Name of the state :ARUNACHAL PRADESH
Population in 2011 :1383727
Population in 2023 :1562000
Urban population 2011 :1066358
Rural population 2011 :317369
Is urban + rural =? pop in 11: True


Name of the state :ASSAM
Population in 2011 :31205576
Population in 2023 :35713000
Urban population 2011 :26807034
Rural population 2011 :4398542
Is urban + rural =? pop in 11: True


Name of the state :BIHAR
Population in 2011 :104099452
Population in 2023 :126756000
Urban population 2011 :92341436
Rural population 2011 :11758016
Is urban + rural =? pop in 11: True


Name of the state :CHANDIGARH
Population in 2011 :1055

Adding new fields in the "STATE.shp" to load all the data. Possible to multiple new fields by creating a list of lists.

In [29]:
arcpy.management.AddFields(result,
                           [['pop11', 'LONG'],
                            ['pop23', 'LONG'],
                            ['urbn_pop11', 'LONG'],
                            ['rurl_pop11', 'LONG']])

Update the newly added fields

In [34]:
fields = ["STATE", "pop11", "pop23", "urbn_pop11", "rurl_pop11"]
with arcpy.da.UpdateCursor(result, fields) as cursor:
    for row in cursor:
        row[1] = state_details[row[0]][0]
        row[2] = state_details[row[0]][1]
        row[3] = state_details[row[0]][2]
        row[4] = state_details[row[0]][3]
    
        cursor.updateRow(row)

# Metadata

Updating the metadata involves
1. Getting the metadata
2. Updating it
3. Save the changes

In [36]:
metadata = arcpy.metadata.Metadata(result)

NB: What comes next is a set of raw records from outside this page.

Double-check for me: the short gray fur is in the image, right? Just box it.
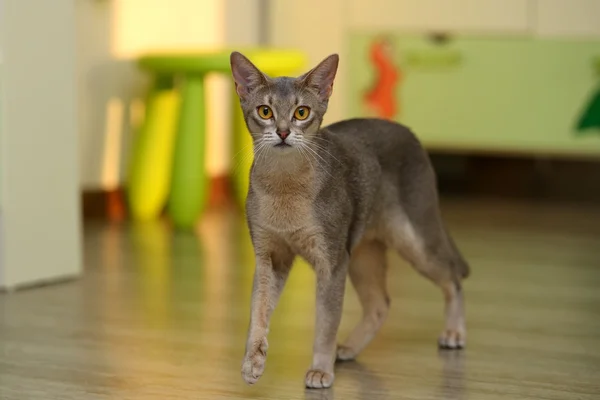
[230,51,470,390]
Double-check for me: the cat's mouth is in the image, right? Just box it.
[274,142,292,148]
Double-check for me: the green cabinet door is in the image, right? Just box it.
[348,34,600,157]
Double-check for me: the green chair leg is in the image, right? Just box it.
[168,73,208,229]
[127,75,179,220]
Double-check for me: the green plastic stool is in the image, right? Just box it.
[127,49,307,229]
[127,75,179,222]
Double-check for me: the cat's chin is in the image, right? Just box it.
[273,143,295,152]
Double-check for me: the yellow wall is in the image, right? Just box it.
[77,0,261,189]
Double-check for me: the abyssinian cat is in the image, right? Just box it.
[230,51,469,389]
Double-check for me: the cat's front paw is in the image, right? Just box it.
[305,369,334,389]
[438,328,466,349]
[241,337,268,385]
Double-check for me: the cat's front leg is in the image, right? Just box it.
[241,248,294,385]
[305,253,349,389]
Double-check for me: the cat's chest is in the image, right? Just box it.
[256,193,316,233]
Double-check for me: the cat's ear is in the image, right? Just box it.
[300,54,339,101]
[230,51,267,100]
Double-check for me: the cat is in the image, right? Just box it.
[230,51,469,389]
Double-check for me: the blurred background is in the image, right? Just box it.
[3,0,598,287]
[0,1,599,399]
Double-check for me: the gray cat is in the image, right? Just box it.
[230,51,469,389]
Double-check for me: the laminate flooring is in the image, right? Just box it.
[1,198,600,399]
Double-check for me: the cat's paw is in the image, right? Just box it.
[305,369,334,389]
[335,344,357,362]
[438,329,466,349]
[241,337,268,385]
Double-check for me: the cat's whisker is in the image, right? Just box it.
[298,144,315,172]
[254,140,270,167]
[302,143,333,171]
[237,139,271,175]
[232,139,266,176]
[232,146,258,176]
[301,143,336,182]
[308,140,343,166]
[231,141,254,161]
[252,143,265,168]
[313,135,333,147]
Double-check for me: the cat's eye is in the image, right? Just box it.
[294,106,310,121]
[257,105,273,119]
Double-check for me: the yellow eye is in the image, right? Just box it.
[257,105,273,119]
[294,106,310,121]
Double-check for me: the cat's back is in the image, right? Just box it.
[322,118,425,166]
[324,118,419,149]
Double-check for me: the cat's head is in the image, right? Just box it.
[230,51,339,153]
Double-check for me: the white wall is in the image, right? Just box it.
[0,0,81,289]
[535,0,600,37]
[346,0,531,33]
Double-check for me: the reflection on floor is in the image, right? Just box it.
[1,198,600,399]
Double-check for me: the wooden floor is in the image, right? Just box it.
[1,198,600,399]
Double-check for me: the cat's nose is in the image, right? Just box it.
[276,130,290,140]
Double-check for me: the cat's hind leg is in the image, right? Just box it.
[337,239,390,361]
[385,207,468,349]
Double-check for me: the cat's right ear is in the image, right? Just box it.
[230,52,267,100]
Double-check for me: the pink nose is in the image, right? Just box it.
[277,130,289,140]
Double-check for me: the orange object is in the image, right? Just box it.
[107,188,126,222]
[364,39,400,119]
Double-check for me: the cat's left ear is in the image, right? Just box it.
[300,54,339,102]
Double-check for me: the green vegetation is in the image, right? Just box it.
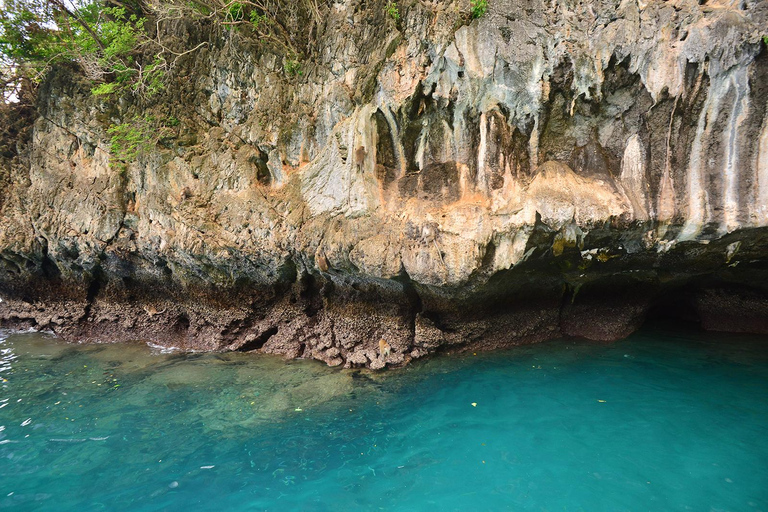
[0,1,170,166]
[107,116,155,163]
[470,0,488,19]
[250,10,268,30]
[386,2,400,22]
[1,1,324,100]
[284,54,302,77]
[107,112,179,166]
[226,2,245,23]
[1,2,161,101]
[1,0,325,166]
[187,1,212,16]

metadata.title = "India state with population census"
metadata.tags = "India, States, Population"
metadata.summary = "The data contains boundaries of the state along with population census"
metadata.description = "The population census is for the years 2011 and 2023"
metadata.credits = "Survey of India, Wikipedia"

metadata.save()

# Exercise
1. Check for all the states whether the count the sum of urban and the rural population in 2011 is equal to the total population in 2011.
2. If you find any state showing discrepency from first exercise, add note regarding the same in the metadata description.